There are 937 of 1041 predicted as "No". However, there only 169 of 368 correctly predicted as "Yes".

# 6. Even a simple model will give us more than 70% accuracy. Why?

Because there is data imbalance and there are more number of No than Yes

In [30]:
y_test.value_counts()

No     1041
Yes     368
Name: churn, dtype: int64

# 7. Apply imblearn.over_sampling.SMOTE to the dataset. 

Synthetic Minority Oversampling TEchnique (SMOTE) is an over sampling technique based on nearest neighbors that adds new points between existing points. 
Build and evaluate the logistic regression model.

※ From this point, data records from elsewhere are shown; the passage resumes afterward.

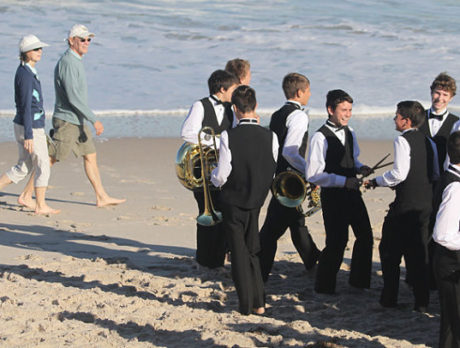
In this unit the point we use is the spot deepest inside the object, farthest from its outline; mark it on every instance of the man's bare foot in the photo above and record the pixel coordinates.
(26, 201)
(46, 210)
(109, 201)
(259, 311)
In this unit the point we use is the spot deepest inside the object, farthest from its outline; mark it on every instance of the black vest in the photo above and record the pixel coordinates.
(416, 192)
(253, 166)
(278, 126)
(339, 158)
(446, 179)
(210, 118)
(440, 138)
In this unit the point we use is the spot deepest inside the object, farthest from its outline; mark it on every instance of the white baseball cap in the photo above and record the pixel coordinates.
(80, 30)
(29, 43)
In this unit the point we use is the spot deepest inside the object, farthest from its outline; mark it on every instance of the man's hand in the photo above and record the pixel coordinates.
(370, 184)
(352, 184)
(29, 145)
(365, 171)
(98, 127)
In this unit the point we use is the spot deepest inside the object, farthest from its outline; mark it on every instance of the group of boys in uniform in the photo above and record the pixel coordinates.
(250, 157)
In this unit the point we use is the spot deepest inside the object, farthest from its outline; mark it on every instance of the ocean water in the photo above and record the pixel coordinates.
(150, 60)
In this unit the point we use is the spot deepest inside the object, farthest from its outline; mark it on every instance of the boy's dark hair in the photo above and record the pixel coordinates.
(292, 83)
(244, 98)
(412, 110)
(337, 96)
(445, 83)
(221, 79)
(238, 67)
(453, 147)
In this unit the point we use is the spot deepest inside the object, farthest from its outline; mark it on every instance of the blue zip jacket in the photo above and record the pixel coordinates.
(29, 100)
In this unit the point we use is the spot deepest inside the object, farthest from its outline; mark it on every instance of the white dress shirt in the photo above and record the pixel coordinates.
(297, 126)
(316, 162)
(455, 128)
(447, 227)
(435, 124)
(401, 165)
(220, 174)
(194, 122)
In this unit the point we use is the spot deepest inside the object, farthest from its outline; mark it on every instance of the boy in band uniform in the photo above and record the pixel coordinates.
(333, 164)
(439, 121)
(241, 68)
(405, 229)
(446, 236)
(245, 171)
(438, 125)
(215, 112)
(290, 124)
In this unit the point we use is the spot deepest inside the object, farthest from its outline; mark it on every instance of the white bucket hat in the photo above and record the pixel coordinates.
(29, 43)
(80, 30)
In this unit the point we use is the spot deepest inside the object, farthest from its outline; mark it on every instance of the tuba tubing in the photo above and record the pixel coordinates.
(291, 190)
(210, 216)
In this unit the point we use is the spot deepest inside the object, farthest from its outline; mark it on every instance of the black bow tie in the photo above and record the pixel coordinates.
(436, 117)
(452, 168)
(294, 104)
(248, 120)
(218, 102)
(336, 128)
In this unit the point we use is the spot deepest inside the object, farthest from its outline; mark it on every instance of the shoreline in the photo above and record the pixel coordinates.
(126, 276)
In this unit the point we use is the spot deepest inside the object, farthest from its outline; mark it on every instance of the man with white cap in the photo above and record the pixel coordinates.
(71, 110)
(29, 126)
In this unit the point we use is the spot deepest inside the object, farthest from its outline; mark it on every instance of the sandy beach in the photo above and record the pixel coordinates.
(125, 276)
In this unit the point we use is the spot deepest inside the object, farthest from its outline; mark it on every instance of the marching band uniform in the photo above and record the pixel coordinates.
(405, 228)
(447, 255)
(438, 128)
(211, 112)
(247, 162)
(290, 124)
(332, 158)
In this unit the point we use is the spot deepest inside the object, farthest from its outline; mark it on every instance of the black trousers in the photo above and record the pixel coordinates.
(210, 240)
(405, 234)
(446, 266)
(241, 228)
(278, 219)
(343, 208)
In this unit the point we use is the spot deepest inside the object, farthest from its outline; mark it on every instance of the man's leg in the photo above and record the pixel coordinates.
(25, 198)
(336, 226)
(92, 172)
(361, 260)
(41, 207)
(273, 228)
(302, 240)
(390, 249)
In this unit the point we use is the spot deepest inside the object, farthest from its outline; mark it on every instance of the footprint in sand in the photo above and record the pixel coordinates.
(161, 208)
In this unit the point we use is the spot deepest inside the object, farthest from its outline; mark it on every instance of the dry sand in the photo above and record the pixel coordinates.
(125, 276)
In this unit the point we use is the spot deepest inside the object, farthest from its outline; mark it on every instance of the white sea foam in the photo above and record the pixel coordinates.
(152, 58)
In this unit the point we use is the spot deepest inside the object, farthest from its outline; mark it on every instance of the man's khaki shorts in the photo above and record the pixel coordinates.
(69, 137)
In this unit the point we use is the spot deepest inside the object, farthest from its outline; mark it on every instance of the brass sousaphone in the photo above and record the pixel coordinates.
(291, 190)
(194, 163)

Is it there any improvement?

In [33]:
sm = SMOTE(random_state=100, k_neighbors=3)
X_train_SMOTE,y_train_SMOTE = sm.fit_resample(X_train_treated,y_train_reshaped)

In [34]:
classification = LogisticRegression(random_state= 0, solver = 'saga',
                  multi_class = 'auto').fit(X_train_SMOTE, y_train_SMOTE)

In [35]:
predictions = classification.predict(X_test_treated)
predictions

array([0., 0., 1., ..., 1., 0., 1.])

In [36]:
confusion_matrix(y_test_array, predictions)

array([[751, 290],
       [107, 261]], dtype=int64)

Well, now there are 261 of 368 correctly predicted as "Yes", but 751 of 1041 predicted as "No". So as we care more about predicting correctly "Yes" churns, we can say it has improved.